2

I know the "USB Rubber Ducky" pretends to be a keyboard toward the OS, but I still don't understand how he can launch a script...

Normal keyboard can't just initiate keypress by itself right? Or maybe a special kind of driver is required?

700 Software
  • 13,997
  • 3
  • 55
  • 82
Duke Nukem
  • 717
  • 3
  • 10
  • 21
  • Well, it can send keystrokes, so that is what it does, on windows lets send win+r c m d return e c h o space " H e l l o space W o r l d " return – ewanm89 Jun 20 '16 at 13:00
  • 1
    As for sending keystrokes itself, why not, modern keyboards have a microcontorller that sends the keycode when button is pressed, why not just have it send a predefined list programmed into it instead? – ewanm89 Jun 20 '16 at 13:03
  • @ewanm89 You said "modern keyboards". Can you give more details please?
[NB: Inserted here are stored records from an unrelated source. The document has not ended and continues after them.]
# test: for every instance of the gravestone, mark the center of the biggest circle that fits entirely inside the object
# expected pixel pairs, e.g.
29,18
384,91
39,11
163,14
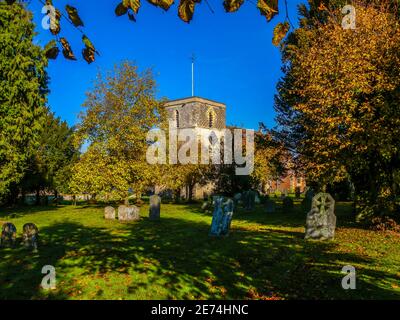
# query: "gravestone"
30,235
8,234
109,213
222,217
155,207
287,205
237,198
321,220
128,213
228,208
297,192
205,206
270,206
306,204
249,200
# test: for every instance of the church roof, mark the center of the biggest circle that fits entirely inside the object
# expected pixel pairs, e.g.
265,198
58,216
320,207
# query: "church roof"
175,102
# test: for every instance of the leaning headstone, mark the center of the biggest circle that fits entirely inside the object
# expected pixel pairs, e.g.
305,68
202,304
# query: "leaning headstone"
109,213
306,204
30,235
217,217
227,208
236,199
8,234
287,205
128,213
297,192
321,220
270,206
205,206
250,200
155,207
222,217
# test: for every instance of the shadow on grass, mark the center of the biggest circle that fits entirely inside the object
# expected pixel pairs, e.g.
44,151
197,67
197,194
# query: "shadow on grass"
179,256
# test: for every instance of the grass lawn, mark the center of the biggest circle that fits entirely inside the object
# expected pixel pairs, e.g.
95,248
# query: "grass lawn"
264,257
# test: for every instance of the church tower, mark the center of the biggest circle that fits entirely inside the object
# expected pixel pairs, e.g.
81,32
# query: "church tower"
197,113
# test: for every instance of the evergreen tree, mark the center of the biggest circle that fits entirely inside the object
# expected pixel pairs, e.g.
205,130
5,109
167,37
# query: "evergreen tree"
23,83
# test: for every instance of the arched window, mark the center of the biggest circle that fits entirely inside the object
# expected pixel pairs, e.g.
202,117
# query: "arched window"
177,118
210,119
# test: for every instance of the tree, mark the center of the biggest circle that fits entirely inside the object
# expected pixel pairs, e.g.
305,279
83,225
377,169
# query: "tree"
120,111
23,83
49,168
186,8
271,159
338,104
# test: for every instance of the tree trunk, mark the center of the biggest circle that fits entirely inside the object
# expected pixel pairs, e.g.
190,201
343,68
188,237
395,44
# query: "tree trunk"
37,197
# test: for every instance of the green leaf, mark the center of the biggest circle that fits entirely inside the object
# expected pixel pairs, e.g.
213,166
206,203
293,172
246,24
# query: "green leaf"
74,16
268,8
67,51
89,51
232,5
120,10
56,28
134,5
186,9
280,31
51,50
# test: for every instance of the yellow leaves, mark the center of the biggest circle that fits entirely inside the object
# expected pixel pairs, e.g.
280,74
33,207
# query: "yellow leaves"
280,31
232,5
268,8
186,9
67,51
164,4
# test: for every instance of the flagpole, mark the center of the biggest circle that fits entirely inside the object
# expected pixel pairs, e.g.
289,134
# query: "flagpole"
193,59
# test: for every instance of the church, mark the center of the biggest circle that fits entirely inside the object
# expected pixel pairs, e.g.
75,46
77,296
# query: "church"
206,116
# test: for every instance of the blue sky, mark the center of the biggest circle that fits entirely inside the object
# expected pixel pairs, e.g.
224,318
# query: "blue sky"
236,61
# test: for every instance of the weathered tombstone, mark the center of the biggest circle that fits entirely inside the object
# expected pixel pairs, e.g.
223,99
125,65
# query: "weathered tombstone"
155,207
128,213
222,217
306,204
287,205
228,208
8,234
297,192
109,213
321,220
205,206
236,199
250,200
270,206
257,199
30,235
217,217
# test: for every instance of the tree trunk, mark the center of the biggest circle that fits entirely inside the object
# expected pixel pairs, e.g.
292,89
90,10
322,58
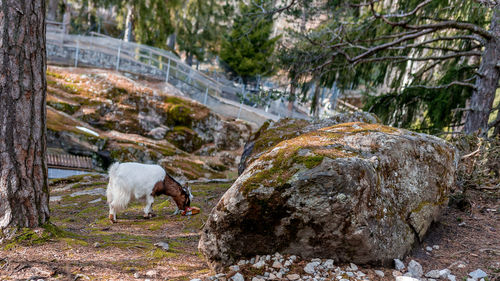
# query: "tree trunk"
52,10
486,83
171,41
24,195
128,24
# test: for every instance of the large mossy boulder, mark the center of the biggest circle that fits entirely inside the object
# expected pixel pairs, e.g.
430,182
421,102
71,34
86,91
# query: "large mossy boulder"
353,192
271,133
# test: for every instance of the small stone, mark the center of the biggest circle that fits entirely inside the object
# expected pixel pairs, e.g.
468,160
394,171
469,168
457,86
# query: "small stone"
237,277
396,273
399,265
433,274
444,273
328,264
311,267
478,274
162,245
260,264
379,273
415,269
405,278
234,268
277,265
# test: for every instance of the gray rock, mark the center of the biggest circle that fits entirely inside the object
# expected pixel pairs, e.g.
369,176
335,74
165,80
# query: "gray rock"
277,265
373,158
234,268
444,273
259,264
478,274
293,277
311,267
151,273
399,265
162,245
433,274
379,273
406,278
328,264
415,269
237,277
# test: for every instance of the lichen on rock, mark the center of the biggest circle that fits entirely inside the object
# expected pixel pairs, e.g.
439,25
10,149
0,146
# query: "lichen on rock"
352,192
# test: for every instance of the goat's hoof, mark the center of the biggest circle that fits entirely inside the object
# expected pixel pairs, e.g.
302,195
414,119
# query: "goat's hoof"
150,215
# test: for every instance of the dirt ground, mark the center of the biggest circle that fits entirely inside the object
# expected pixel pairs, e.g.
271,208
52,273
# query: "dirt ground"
84,245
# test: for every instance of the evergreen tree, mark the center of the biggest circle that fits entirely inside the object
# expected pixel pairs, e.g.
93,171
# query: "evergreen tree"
249,48
200,26
428,57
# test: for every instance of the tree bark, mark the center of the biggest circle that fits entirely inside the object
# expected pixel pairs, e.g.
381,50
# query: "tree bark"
24,196
52,10
128,24
486,83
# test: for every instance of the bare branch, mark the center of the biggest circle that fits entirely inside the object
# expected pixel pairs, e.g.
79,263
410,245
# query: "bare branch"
460,83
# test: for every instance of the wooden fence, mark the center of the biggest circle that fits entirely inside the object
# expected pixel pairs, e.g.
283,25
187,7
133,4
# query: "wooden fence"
67,161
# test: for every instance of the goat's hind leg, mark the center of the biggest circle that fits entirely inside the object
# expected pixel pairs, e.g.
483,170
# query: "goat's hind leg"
112,214
148,209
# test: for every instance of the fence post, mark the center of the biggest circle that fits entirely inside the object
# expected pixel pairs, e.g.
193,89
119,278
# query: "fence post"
118,57
242,101
77,50
206,95
168,70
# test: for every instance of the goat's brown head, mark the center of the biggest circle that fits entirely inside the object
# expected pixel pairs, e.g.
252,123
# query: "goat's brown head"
169,186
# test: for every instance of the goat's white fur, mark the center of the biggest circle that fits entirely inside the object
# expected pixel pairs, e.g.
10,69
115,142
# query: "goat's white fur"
129,181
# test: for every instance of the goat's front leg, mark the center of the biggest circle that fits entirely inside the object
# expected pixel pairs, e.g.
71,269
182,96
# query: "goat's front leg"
112,214
147,210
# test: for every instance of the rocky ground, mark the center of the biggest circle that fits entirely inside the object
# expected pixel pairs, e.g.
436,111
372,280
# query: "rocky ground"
83,245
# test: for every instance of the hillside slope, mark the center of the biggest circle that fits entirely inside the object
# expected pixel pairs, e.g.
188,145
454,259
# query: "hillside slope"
111,117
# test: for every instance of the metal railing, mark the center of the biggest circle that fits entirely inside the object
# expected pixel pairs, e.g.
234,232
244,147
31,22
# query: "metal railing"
102,51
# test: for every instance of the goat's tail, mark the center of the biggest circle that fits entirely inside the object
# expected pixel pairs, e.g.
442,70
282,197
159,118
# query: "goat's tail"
112,170
117,197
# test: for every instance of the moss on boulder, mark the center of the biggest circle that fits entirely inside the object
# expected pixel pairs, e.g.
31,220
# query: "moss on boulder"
353,192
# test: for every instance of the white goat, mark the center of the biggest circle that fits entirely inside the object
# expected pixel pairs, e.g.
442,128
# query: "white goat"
135,180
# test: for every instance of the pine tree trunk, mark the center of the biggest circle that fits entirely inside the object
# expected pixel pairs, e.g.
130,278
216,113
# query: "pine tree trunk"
486,83
128,24
24,195
171,41
52,10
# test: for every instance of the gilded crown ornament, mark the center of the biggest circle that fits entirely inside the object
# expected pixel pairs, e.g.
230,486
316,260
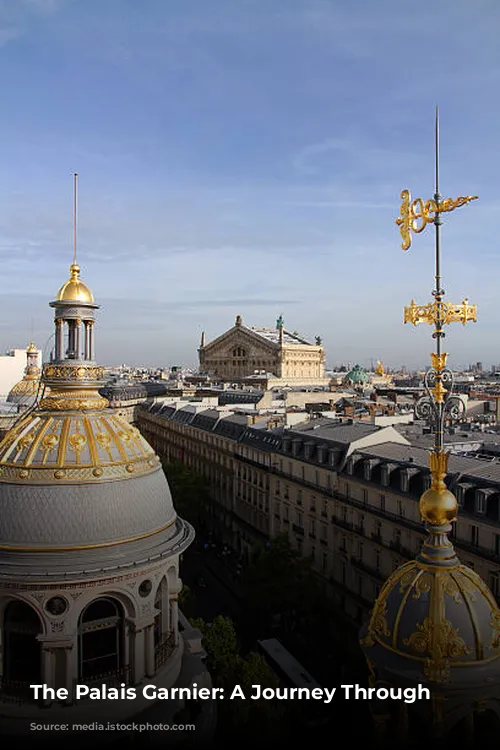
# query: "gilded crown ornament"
435,621
439,405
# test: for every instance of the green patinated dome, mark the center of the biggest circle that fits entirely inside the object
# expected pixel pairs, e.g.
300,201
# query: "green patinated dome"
357,376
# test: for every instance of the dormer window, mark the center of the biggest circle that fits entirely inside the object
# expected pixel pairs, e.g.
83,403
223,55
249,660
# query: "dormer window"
481,501
384,475
404,480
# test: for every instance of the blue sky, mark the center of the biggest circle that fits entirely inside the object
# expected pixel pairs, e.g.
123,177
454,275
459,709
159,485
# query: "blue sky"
247,157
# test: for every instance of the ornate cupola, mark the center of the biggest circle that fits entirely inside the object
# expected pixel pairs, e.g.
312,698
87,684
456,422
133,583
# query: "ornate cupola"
435,623
90,543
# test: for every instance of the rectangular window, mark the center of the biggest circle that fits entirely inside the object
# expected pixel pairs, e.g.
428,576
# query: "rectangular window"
474,535
497,545
494,585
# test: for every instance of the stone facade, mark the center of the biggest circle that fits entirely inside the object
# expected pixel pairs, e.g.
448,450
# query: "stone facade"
244,352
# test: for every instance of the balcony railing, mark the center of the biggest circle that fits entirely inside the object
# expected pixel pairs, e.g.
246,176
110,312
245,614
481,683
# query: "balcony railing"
113,678
164,651
16,691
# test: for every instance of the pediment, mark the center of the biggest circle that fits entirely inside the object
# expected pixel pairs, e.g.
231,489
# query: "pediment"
238,336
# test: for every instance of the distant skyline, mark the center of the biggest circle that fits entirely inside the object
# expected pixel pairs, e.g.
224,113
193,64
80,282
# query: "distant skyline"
248,158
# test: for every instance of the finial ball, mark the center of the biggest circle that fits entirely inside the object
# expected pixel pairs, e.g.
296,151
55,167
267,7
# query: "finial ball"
438,508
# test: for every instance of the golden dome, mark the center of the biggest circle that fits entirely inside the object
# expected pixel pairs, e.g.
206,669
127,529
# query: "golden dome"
439,619
48,447
438,508
75,290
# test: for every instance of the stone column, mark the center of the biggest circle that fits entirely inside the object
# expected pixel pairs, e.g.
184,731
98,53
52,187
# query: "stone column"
78,339
91,340
150,650
47,670
87,339
57,646
59,338
138,656
174,617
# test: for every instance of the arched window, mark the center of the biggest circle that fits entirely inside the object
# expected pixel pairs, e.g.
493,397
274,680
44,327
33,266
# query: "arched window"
161,618
21,652
101,639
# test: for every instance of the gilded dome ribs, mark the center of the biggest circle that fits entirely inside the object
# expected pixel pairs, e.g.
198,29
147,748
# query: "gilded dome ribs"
63,444
38,440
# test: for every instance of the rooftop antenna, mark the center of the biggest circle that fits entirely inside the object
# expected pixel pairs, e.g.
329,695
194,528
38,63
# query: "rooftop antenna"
75,204
439,404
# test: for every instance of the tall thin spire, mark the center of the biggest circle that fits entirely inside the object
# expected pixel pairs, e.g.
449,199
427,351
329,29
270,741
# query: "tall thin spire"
437,150
75,206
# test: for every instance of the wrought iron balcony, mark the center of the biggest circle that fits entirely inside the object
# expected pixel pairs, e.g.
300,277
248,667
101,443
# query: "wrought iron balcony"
16,691
113,678
164,650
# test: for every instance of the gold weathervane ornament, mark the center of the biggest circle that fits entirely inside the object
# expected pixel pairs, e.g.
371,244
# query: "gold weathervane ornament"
439,405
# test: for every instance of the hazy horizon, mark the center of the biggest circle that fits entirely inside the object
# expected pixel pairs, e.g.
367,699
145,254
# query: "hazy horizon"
247,158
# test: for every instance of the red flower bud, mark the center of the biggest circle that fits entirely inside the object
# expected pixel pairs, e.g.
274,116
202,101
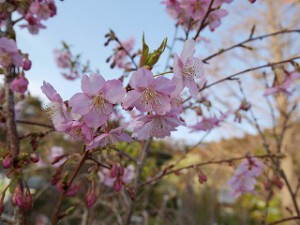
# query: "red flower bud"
90,198
27,64
6,163
17,197
28,203
118,184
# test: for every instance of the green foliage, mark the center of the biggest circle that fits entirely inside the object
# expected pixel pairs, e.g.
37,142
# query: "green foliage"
150,59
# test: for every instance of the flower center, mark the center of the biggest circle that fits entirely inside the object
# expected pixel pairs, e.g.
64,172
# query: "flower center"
76,132
189,71
53,109
98,103
6,60
150,97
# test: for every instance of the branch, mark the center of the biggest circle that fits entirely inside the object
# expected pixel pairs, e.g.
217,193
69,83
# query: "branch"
231,77
204,18
34,123
140,165
250,39
56,215
166,173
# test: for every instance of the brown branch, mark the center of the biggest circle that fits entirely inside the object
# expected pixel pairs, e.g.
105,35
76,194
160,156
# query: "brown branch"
231,77
140,166
34,123
204,18
56,214
166,173
250,39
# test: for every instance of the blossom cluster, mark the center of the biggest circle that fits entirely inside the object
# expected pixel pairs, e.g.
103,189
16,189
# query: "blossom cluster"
244,178
156,98
37,11
10,56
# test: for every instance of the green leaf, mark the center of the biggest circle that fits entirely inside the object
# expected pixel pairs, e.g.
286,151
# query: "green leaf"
145,52
154,57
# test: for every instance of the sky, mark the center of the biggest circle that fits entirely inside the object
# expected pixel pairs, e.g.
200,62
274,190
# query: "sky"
83,24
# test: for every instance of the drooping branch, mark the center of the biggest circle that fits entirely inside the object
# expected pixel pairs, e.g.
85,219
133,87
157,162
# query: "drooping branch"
250,39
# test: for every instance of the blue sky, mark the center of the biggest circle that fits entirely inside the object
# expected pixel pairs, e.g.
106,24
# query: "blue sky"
83,25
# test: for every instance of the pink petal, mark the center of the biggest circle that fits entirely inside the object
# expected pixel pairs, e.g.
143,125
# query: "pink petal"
141,79
80,103
92,85
114,91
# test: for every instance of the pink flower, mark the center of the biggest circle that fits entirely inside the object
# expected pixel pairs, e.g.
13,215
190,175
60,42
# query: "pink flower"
9,53
34,25
7,161
72,190
62,58
78,130
27,64
90,198
149,94
17,196
117,176
56,156
38,10
110,138
244,178
95,104
187,68
19,84
57,108
214,18
158,126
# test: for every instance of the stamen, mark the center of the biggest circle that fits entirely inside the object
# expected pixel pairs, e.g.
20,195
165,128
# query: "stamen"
150,97
97,103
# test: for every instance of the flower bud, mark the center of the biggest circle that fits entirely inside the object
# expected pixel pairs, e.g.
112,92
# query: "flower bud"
90,198
118,184
28,203
17,197
7,161
34,158
27,64
1,206
202,178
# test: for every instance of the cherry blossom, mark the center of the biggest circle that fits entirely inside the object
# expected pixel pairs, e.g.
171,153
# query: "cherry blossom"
57,109
149,94
9,53
19,84
158,126
244,178
96,102
109,138
117,176
187,68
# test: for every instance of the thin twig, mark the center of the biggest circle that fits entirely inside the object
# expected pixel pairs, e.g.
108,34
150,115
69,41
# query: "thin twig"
203,21
250,39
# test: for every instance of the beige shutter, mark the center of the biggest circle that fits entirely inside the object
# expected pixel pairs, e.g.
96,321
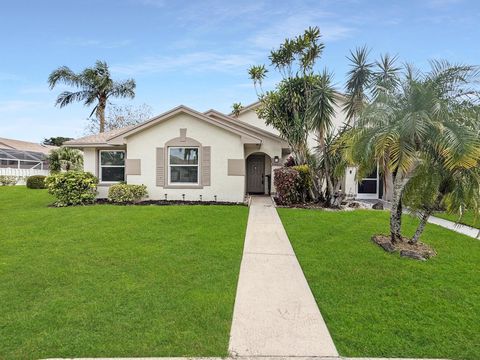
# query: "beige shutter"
160,167
206,154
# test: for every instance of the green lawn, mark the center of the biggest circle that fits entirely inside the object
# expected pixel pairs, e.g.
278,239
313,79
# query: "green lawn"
115,281
467,219
380,305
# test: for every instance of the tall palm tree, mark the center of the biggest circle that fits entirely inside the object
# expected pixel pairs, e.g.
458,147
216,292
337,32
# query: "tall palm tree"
321,113
95,87
420,114
236,109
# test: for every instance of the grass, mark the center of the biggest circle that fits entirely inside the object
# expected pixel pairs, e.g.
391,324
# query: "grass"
115,281
467,219
380,305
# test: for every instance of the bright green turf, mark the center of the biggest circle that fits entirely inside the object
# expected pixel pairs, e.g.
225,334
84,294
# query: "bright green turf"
467,219
104,280
380,305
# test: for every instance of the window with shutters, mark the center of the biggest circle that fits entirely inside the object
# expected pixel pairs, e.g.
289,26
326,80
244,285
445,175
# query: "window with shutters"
112,166
183,165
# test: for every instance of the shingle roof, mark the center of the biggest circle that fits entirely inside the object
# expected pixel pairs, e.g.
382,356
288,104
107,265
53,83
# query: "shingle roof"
25,146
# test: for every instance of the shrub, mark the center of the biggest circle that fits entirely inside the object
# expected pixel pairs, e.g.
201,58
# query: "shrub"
7,180
287,183
305,180
72,187
124,193
36,182
289,162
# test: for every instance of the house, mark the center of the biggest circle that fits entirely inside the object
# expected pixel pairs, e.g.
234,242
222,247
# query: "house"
186,154
23,158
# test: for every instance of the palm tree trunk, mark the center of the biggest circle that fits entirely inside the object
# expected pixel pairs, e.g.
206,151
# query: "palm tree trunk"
102,104
330,191
396,211
421,226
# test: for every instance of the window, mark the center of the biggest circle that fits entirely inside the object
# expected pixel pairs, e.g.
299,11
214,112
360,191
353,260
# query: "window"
112,166
369,184
183,165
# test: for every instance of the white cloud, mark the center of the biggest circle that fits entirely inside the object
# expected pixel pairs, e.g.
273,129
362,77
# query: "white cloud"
154,3
189,62
11,106
103,44
295,24
9,77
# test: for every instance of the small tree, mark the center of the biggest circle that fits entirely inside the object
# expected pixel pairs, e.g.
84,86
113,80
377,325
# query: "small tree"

I personnaly think that all keyboard proceed like this. – Duke Nukem Jun 20 '16 at 13:17
  • Pretty much any keyboard you buy today will probably be a microcontroler. First keyboards were directly wired to CPU, no multiplexing, one line for every key (think early telnet terminals), then specialist integrated circuits were used for this PS2, 9-pin serial, USB, some cheaper keyboards may still use them (http://www.farnell.com/datasheets/79209.pdf). However higher end keyboards certainly use standard micro-controllers with just keyboard specific programming now it's pretty much just as cheap and allows the addition of various functions. – ewanm89 Jun 20 '16 at 13:25

1 Answers1

7

When you press a key on a normal keyboard, the keyboard sends a message to the computer over USB that a key is pressed. A BadUSB device can send that same message. Instead of waiting for a keypress, it sends a couple of these messages after it has been plugged in.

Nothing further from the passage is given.